Berjuang untuk Perubahan Hakiki
Sejatinya perubahan diinginkan semua orang. Siapa saja bisa menyuarakan, khususnya mahasiswa yang mempunyai intelektual tinggi dibandingkan dengan masyarakat biasa. Namun akan sangat disayangkan jika aksi massa dan pengorbanan para pemuda -calon pemimpin bangsa- ini dicemari oleh tindakan anarkis, bahkan lebih jauh lagi tak jelas arahnya. Apalagi sekedar mempertahankan sistem bobrok yang sudah jelas-jelas menzolimi masyarakat, memberi peluang minoritas (oligarki) menyetir penguasa untuk mengeluarkan kebijakan pro kapital. Rakyat tak dianggap, kecuali pas masa kampanye dan pencoblosan di bilik suara.
Mahasiswa -apalagi jika dia muslim- seharusnya sadar akan perjuangan dengan landasan keimanan dan ketakwaan. Perubahan yang diperjuangkan mestinya menginginkan tegaknya aturan Allah di muka bumi tanpa harus menghalalkan segala cara. Mahasiswa harus menyadari musuh yang sesungguhnya adalah ideologi kapitalisme liberalisme juga sosialisme komunis. Jangan sampai demo dan aksi dengan memberikan kritik, tanpa menyadari musuh sebenarnya. Karena tak kan bisa memberikan solusi yang menuntaskan masalah.

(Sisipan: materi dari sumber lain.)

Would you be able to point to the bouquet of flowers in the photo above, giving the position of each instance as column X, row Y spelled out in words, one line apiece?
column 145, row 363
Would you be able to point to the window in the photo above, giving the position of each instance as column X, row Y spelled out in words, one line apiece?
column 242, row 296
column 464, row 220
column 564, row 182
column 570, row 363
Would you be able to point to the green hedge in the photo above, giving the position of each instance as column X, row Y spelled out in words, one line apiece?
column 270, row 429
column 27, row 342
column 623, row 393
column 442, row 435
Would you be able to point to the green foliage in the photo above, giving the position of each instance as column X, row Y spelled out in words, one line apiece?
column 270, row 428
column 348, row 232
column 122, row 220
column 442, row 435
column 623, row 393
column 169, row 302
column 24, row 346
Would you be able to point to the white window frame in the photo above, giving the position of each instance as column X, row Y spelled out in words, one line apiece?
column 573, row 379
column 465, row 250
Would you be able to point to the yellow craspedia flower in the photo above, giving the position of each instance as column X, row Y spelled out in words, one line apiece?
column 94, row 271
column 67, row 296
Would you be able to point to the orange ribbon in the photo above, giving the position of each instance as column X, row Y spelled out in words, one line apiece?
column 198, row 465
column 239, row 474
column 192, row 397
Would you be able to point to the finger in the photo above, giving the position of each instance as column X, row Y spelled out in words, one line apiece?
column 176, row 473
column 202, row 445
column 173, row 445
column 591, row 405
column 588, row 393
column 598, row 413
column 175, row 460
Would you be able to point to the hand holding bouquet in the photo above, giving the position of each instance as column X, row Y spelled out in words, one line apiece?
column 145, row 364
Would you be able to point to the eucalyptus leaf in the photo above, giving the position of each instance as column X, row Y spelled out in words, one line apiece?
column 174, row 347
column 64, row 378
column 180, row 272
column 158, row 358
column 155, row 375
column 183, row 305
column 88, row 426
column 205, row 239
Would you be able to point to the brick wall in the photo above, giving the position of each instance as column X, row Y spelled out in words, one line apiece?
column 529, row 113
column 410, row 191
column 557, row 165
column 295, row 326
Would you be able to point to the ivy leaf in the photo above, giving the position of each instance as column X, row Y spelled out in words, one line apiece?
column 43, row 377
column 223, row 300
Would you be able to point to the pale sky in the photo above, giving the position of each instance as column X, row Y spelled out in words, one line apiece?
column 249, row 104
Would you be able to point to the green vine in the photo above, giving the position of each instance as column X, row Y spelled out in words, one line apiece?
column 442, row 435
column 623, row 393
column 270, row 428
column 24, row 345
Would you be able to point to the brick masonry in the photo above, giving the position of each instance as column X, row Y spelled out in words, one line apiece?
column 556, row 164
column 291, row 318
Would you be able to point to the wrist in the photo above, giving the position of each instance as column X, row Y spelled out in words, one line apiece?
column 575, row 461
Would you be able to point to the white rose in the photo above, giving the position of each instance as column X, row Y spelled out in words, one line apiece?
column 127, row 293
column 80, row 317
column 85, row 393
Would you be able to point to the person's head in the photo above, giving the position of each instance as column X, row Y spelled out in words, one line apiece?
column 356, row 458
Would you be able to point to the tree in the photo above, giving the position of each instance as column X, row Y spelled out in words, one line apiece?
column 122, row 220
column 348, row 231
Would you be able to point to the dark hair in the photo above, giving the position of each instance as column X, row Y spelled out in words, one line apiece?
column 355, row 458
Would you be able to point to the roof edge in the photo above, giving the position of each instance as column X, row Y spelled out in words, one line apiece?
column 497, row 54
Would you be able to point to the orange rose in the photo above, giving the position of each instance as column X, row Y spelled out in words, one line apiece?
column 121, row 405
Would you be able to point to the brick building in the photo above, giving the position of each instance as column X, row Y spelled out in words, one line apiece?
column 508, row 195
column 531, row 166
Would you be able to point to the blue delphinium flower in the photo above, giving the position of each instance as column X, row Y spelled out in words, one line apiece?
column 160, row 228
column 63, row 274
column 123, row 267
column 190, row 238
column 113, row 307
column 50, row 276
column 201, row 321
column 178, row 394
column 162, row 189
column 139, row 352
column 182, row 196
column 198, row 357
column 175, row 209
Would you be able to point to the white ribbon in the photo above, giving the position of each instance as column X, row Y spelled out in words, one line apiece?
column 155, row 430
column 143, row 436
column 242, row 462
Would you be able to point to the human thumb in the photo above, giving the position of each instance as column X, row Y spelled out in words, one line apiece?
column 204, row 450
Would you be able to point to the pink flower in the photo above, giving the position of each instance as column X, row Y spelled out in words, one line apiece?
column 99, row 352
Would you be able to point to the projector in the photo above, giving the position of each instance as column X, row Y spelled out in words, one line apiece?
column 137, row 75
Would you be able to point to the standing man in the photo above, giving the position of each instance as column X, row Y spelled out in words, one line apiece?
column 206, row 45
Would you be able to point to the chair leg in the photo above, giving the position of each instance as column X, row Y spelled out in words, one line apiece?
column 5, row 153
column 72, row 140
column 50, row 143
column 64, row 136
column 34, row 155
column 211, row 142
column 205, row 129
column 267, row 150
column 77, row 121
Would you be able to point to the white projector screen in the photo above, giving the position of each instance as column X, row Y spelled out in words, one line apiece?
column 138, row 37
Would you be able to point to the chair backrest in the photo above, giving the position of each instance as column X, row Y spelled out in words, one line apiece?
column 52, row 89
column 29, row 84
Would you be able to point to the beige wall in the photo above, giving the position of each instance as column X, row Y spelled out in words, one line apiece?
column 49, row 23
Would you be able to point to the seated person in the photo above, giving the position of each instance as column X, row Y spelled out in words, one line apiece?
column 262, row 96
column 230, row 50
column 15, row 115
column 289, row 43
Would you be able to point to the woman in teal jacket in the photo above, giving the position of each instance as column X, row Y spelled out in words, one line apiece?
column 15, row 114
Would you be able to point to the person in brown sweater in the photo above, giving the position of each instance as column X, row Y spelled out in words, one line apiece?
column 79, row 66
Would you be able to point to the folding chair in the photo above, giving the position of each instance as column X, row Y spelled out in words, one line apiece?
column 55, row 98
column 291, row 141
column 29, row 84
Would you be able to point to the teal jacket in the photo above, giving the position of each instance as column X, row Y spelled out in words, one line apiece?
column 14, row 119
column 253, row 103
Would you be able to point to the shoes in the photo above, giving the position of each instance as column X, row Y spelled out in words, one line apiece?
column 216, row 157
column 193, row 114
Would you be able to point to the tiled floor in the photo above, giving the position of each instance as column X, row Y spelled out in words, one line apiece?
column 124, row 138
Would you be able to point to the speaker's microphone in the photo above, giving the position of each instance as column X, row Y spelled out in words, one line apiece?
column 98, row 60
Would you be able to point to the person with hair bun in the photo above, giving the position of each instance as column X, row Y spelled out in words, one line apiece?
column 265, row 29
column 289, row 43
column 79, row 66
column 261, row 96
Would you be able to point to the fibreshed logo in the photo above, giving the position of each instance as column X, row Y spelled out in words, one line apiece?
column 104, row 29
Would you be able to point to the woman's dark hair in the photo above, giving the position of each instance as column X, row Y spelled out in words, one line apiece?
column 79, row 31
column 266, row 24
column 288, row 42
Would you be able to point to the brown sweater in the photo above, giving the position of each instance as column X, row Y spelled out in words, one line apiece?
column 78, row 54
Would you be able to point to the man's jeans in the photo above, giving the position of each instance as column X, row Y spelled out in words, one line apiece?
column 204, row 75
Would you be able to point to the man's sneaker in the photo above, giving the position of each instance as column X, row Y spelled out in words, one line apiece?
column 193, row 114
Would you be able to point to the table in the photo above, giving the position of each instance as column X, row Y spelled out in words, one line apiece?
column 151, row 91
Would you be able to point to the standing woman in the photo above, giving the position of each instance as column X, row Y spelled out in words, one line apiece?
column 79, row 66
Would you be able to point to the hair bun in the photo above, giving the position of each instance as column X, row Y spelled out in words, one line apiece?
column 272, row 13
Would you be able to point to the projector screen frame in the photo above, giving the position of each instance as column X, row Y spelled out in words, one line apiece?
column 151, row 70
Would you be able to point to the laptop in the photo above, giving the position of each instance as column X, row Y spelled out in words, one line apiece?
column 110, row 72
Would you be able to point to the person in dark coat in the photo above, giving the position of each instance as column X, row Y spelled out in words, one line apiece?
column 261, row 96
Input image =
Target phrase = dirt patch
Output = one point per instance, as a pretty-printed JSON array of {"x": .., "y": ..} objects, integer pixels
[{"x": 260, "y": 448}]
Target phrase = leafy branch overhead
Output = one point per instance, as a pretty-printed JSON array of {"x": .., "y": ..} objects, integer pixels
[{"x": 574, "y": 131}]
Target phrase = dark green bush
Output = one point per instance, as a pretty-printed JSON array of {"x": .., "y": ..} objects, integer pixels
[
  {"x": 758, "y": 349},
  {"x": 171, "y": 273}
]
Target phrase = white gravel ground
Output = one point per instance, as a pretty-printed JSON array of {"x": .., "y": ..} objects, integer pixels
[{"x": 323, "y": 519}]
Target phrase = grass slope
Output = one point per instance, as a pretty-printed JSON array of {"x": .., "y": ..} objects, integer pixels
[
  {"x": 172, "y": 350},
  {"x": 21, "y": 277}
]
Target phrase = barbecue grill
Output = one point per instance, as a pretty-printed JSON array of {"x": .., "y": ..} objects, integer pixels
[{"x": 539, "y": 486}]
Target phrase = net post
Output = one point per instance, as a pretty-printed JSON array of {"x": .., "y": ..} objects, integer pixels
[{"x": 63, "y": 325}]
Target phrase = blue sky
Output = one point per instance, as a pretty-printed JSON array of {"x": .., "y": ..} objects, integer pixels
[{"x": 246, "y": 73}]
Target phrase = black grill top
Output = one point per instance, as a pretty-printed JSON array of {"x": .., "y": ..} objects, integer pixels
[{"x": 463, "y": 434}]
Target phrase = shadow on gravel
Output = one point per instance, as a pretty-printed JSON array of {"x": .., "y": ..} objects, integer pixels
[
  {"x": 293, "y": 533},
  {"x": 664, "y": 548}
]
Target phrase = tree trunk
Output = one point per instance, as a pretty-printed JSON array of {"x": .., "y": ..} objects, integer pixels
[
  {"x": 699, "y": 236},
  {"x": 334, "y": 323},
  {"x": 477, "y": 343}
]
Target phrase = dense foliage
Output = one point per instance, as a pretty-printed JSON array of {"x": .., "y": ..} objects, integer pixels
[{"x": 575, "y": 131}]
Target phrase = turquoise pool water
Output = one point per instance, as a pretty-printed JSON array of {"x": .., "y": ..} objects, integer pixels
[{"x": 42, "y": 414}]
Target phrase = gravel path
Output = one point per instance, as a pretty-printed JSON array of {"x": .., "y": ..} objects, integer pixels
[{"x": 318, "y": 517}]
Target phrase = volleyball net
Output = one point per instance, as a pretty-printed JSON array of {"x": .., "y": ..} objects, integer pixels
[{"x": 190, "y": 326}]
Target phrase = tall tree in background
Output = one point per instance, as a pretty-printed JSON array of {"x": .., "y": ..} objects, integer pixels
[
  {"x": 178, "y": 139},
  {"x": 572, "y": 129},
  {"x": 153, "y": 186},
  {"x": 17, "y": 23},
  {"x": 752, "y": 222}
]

Islam sebuah agama sekaligus ideologi. Dia yang layak diperjuangan hingga hari kiamat. Kebangkitan Islam pun sudah mulai terasa di mana-mana. Terbukti, kesadaran akan pentingnya aktivitas dakwah yang dilakukan oleh mahasiswa di luar maupun di dalam kampus. Meski narasi radikalisme terus digaungkan, bukannya surut malah mahasiswa terus berjuang tanpa rasa takut akan ancaman pihak pihak tertentu. Bahkan tanpa rasa takut kematian, karena sesungguhnya memperjuangkan yang hak dan menegakkan amar maruf nahi munkar adalah kewajiban.
Keberanian pemuda Islam bisa kita ambil teladan dari para sahabat Rasulullah Saw. Seperti keberanian Ali bin Abi Thalib yang mempertaruhkan nyawa untuk Rasulullah ketika datang perintah hijrah. Atau yang diriwayatkan dalam hadits dari Jabir ra, Rasulullah Saw bersabda:
"Pemimpin para syuhada adalah Hamzah bin Abdul Muthalib, dan orang yang melawan penguasa kejam, ia melarang dan memerintah, namun akhirnya ia mati terbunuh." (HR. Ath Thabarani dalam Al Awsath No. 4079, Al Hakim, Al Mustdarak Ala ash Shaihain, No. 4884).
Dari Abu Said al Khudri, dia berkata bahwa Rasulullah Saw bersabda:
"Jihad yang paling utama adalah mengutarakan perkataan yang adil di depan penguasa atau pemimpin yang zhalim."(HR. Abu Daud No. 4344. At Tirmidzi No. 2174).
Sungguh Hamzah dan Ali adalah sosok pemberani, karena kebenaran Islam yang diemban, bukan sekedar ketidaksukaan akan keadaan. Maka tak ada kata surut dalam berjuang.
Semua karena Rasul Saw telah membina para sahabat dengan akidah yang kuat, sehingga terbentuklah kepribadian seorang muslim sejati, berfikir dan berprilaku sesuai dengan islam. Sehingga pemuda siap dan mampu memperjuangkan yang hak dan menegakkan amar maruf nahi munkar, Tidak takut akan ancaman, hinaan, dan rela mengorbankan harta, bahkan jiwa demi tegaknya Islam di seluruh aspek kehidupan.
Maka agar mahasiswa mampu tegak bersuara atas kemungkaran yang terjadi, haruslah terbina dengan pemikiran yang lurus sebagaimana para sahabat. Sehingga dengan bekal keimanan dan kepribadian yang mantap mereka mampu membawa gerbong perubahan yang hakiki, bukan sekedar ingin viral dan berteriak kencang ikut-ikutan. Sehingga mampu kokoh dalam kebenaran hingga kapan pun. Mereka adalah pemuda-pemuda yang beriman kepada Tuhan mereka, dan Kami tambah pula untuk mereka petunjuk. (TQS al-Kahfi [18]: 13).